Data wrangling exercises
Summary
Two sample Jupyter notebooks, released on November 2, 2025, demonstrate practical data wrangling techniques for transforming messy, real-world datasets into clean, usable formats. These notebooks address two distinct data sources: JSON output from the Singapore Department of Statistics (SingStat) Table Builder Developer API and a raw CSV file hosted on GitHub. The examples specifically focus on data related to Singaporean university graduates by course type and sex. The provided resources illustrate essential data cleaning and transformation steps, culminating in a cleaned dataframe ready for visualization, with chart creation code available in the first notebook.
Key takeaway
For Data Scientists or AI Students learning data preparation, you should explore these Jupyter notebooks to gain practical experience with real-world data challenges.

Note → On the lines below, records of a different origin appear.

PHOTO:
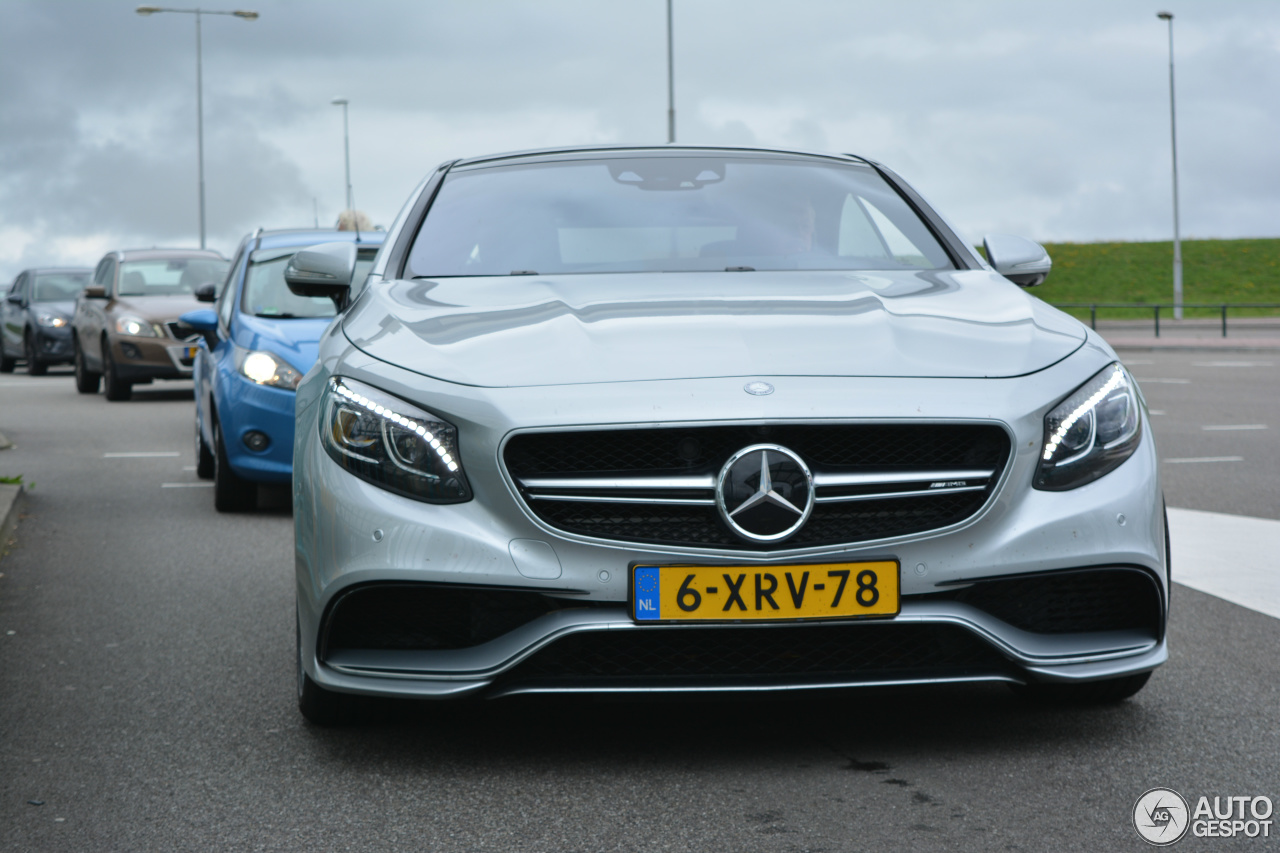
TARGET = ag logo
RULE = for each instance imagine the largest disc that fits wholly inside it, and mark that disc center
(1161, 816)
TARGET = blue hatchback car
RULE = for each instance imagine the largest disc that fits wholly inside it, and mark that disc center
(259, 342)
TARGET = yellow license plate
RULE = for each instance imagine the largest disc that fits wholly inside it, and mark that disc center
(736, 593)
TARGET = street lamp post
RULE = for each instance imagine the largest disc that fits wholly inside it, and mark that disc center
(1173, 126)
(200, 92)
(671, 81)
(346, 146)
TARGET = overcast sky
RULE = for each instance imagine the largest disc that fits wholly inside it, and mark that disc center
(1045, 119)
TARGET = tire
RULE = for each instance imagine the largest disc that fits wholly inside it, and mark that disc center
(232, 493)
(205, 461)
(86, 381)
(319, 706)
(1106, 692)
(115, 388)
(35, 366)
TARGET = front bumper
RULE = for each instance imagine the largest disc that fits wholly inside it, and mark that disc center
(350, 534)
(245, 406)
(141, 359)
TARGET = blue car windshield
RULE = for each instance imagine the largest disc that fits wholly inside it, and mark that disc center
(59, 287)
(668, 213)
(268, 295)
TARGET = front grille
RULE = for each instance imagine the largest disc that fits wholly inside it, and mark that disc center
(425, 617)
(1068, 602)
(671, 655)
(657, 486)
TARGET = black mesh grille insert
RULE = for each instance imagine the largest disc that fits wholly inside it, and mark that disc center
(826, 448)
(1065, 602)
(423, 616)
(745, 652)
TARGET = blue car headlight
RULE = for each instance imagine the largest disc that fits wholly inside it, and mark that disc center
(266, 369)
(1091, 432)
(392, 443)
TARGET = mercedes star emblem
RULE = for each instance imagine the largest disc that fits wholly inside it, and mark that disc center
(764, 493)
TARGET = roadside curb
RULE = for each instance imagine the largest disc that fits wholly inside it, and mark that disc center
(10, 505)
(1194, 343)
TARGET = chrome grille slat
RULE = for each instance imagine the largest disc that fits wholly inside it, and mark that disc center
(658, 484)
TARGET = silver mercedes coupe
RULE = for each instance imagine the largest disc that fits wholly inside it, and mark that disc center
(695, 419)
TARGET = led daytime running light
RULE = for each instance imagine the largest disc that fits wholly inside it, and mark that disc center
(382, 411)
(1083, 409)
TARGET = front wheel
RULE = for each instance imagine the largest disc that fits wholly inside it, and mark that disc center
(35, 366)
(1105, 692)
(205, 463)
(232, 492)
(86, 379)
(117, 388)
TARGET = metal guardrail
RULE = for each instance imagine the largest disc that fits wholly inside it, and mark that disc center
(1156, 306)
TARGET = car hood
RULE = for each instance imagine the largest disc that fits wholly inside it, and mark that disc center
(293, 340)
(158, 309)
(58, 308)
(568, 329)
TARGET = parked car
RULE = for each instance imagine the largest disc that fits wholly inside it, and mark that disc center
(261, 340)
(685, 419)
(36, 315)
(126, 328)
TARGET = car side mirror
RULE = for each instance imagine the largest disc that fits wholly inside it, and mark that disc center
(323, 270)
(200, 320)
(1022, 261)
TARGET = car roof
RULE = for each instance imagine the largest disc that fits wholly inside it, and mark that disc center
(284, 238)
(45, 270)
(164, 254)
(585, 151)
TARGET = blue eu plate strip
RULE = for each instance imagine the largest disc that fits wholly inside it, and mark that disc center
(648, 603)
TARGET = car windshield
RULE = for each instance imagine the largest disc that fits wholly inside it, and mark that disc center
(670, 214)
(59, 287)
(268, 295)
(169, 276)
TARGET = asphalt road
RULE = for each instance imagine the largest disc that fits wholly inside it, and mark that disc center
(146, 690)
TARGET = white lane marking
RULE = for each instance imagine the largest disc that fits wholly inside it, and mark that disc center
(144, 455)
(1232, 364)
(1229, 556)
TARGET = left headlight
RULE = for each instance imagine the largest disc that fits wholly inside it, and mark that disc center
(392, 443)
(135, 327)
(266, 369)
(1091, 432)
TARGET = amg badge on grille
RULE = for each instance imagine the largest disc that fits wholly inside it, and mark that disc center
(764, 492)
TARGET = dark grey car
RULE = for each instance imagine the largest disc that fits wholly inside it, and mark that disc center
(35, 318)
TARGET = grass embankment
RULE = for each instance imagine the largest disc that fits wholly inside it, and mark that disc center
(1214, 270)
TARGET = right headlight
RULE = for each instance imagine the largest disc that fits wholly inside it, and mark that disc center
(392, 443)
(1091, 432)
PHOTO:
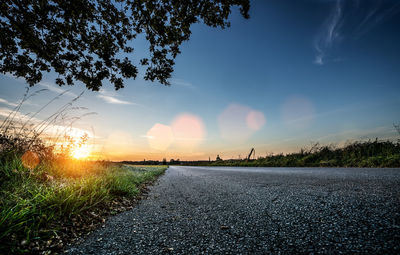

Engaging with diverse data formats like JSON API output and raw CSVs, as demonstrated, will solidify your understanding of essential cleaning and transformation steps, directly improving your ability to derive insights from complex datasets.
Key insights
Hands-on practice with diverse, messy datasets is crucial for mastering data wrangling skills.
Principles
- Real-world data requires cleaning
- Different formats need tailored transformations
Method
The method involves parsing JSON API output and transforming raw CSV files to produce cleaned dataframes suitable for analysis and visualization, exemplified with Singaporean university graduate data.
In practice
- Process JSON from APIs
- Clean raw CSV files
- Prepare data for plotting
Topics
- Data Wrangling
- Data Cleaning
- Jupyter Notebooks
- JSON Data Processing
- CSV Data Processing
Code references
Best for: Data Scientist, Data Engineer, AI Student
Related on AIssential
Editorial summary, takeaway, and curation by AIssential. Original article published by datadoubleconfirm.